L’altra questione delicatissima è stata messa bene a fuoco, in un’intervista con il portale dell’informazione regionale meinbezirk.at, dal presidente della TVB Paznaun Ischgl, Alexander von der Thannen: “Partiamo dal presupposto che il maggior rischio d’infezione provenga dai nostri dipendenti, che sono circa tremila e 800 solo nella valle e devono essere testati prima di entrare in contatto con gli ospiti.

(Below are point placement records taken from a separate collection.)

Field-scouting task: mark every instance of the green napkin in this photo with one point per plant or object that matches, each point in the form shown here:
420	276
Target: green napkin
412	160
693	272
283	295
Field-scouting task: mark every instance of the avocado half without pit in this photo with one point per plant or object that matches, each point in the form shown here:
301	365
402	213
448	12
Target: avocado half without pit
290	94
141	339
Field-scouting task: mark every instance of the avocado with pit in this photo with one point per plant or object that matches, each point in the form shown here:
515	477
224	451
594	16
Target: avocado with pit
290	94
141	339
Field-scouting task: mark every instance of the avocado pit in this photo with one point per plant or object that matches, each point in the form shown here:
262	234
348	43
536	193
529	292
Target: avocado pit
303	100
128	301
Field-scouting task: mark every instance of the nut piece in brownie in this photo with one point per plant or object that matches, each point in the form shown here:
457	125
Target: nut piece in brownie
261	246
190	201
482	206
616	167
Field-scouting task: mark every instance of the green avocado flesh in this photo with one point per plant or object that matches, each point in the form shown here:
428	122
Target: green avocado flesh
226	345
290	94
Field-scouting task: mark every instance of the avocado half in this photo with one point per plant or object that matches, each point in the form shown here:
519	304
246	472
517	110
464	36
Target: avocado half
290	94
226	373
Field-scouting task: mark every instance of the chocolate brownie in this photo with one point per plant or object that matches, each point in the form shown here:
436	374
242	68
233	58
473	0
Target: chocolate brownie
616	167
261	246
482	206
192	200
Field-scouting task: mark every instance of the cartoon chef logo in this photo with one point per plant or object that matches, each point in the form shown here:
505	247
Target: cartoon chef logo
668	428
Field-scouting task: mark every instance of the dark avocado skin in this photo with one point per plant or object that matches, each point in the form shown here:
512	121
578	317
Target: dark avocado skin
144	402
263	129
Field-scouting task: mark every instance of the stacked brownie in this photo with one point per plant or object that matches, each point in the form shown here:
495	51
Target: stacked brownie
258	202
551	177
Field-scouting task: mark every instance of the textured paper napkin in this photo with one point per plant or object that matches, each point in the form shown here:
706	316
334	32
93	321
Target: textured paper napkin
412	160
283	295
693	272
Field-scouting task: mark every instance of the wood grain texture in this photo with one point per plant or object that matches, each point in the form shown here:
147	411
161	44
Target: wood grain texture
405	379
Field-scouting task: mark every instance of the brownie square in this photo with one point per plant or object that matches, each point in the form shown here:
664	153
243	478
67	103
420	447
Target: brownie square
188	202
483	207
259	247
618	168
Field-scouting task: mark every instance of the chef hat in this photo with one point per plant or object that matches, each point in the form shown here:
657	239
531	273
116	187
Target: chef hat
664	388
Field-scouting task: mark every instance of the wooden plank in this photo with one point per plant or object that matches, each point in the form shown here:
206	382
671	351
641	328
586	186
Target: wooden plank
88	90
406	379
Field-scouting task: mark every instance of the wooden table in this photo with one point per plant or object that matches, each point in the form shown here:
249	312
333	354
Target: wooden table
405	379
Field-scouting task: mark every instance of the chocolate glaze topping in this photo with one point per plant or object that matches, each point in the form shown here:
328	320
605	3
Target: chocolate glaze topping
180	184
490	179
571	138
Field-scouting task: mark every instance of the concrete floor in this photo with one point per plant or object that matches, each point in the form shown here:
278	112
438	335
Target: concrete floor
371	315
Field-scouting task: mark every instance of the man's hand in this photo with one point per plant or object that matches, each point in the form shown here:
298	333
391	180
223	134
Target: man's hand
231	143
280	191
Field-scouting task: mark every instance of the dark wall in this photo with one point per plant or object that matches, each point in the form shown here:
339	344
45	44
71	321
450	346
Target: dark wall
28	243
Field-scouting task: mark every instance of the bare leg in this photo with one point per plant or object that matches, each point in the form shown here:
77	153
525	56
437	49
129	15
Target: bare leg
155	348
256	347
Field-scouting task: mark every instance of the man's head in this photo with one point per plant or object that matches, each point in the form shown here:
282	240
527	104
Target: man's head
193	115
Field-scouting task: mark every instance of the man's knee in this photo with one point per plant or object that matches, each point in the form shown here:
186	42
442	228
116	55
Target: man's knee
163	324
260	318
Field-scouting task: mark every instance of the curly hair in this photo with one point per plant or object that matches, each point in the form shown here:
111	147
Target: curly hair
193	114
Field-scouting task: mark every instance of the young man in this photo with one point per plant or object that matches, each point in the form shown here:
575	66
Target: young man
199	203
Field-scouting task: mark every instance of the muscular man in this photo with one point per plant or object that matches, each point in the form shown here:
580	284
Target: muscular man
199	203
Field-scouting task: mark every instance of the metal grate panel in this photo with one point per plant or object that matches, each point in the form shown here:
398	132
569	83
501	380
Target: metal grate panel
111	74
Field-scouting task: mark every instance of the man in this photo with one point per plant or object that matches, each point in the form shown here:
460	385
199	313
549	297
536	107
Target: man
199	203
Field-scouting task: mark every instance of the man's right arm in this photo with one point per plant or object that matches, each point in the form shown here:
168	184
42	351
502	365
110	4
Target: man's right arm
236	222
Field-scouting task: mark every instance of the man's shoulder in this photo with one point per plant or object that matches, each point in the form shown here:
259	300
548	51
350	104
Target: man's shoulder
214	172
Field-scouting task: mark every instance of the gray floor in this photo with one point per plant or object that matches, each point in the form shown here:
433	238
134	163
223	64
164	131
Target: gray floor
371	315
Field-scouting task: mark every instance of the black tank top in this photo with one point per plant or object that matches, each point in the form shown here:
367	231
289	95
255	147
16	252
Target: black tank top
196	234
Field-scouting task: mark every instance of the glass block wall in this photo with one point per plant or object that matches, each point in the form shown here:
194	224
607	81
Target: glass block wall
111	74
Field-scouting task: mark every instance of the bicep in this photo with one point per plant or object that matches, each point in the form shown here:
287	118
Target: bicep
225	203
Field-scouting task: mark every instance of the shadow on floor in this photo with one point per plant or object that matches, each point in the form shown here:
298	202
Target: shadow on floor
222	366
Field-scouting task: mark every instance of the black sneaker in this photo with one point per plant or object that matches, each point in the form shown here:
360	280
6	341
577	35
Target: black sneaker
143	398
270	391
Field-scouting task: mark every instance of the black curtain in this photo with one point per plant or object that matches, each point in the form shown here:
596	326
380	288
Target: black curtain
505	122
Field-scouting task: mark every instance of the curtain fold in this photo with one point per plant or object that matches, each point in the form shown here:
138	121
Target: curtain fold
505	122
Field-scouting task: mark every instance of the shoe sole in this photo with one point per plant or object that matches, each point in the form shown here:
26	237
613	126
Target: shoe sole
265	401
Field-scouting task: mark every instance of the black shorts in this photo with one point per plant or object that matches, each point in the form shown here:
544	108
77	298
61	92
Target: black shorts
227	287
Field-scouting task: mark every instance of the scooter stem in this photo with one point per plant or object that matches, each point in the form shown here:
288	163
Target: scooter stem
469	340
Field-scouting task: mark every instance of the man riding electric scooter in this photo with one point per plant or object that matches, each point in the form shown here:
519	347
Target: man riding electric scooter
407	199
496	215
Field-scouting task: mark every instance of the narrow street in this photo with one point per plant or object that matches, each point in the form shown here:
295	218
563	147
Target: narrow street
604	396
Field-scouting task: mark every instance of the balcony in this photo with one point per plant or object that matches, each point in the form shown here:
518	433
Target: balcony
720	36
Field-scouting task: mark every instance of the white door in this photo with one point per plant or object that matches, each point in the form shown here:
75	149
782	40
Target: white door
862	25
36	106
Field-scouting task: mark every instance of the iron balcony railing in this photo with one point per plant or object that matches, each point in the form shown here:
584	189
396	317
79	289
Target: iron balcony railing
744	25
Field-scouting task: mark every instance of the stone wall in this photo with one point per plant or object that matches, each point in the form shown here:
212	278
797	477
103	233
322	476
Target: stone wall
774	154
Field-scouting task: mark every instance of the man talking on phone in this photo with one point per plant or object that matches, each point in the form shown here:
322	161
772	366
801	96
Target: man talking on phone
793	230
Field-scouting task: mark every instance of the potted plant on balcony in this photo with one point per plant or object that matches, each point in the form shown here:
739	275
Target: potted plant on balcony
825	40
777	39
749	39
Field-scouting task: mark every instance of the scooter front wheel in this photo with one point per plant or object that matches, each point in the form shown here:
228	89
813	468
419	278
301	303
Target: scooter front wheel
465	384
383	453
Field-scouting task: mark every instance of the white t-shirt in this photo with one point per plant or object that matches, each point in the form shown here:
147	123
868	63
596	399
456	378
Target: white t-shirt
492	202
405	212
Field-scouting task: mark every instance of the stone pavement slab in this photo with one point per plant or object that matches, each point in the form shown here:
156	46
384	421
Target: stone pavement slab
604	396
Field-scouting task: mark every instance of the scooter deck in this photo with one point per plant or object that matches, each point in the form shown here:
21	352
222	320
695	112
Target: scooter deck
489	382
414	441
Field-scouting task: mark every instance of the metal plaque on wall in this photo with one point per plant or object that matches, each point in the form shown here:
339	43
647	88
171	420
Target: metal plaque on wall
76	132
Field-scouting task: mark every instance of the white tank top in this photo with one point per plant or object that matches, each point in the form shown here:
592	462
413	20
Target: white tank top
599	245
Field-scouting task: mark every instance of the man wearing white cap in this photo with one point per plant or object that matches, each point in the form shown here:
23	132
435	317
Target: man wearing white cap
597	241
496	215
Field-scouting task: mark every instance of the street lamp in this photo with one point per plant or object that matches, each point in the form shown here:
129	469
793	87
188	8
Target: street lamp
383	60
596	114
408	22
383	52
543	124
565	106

Al momento non è nemmeno prevedibile se i dipendenti dall’Europa orientale potranno venire, anzi, per esempio, dalla Repubblica Ceca è vietato”. Un analogo problema per l’agricoltura in Alto Adige, dopo la difficile estate che ha visto gli albergatori lamentare la carenza di manodopera soprattutto dell’Est Europa, era stato risolto con l’invenzione della ‘quarantena fiduciaria al lavoro’: così il consueto stuolo di contadine romene ha potuto eseguire comunque la raccolta dell’uva e delle mele.

Al di là delle considerazioni morali, rinchiudere i raccoglitori di frutta migranti nel luogo di lavoro per quindici giorni, se provengono da Paesi interdetti a causa della pandemia, non sembra che sia servito a contenere il Covid nella provincia di Bolzano, tra le più colpite dalla seconda ondata. Insomma, non c’è nessun protocollo di sicurezza che oggi possa affrontare tutte queste criticità, e che un bilancio pubblico debba accollarsi i rischi connessi è tutto da dimostrare.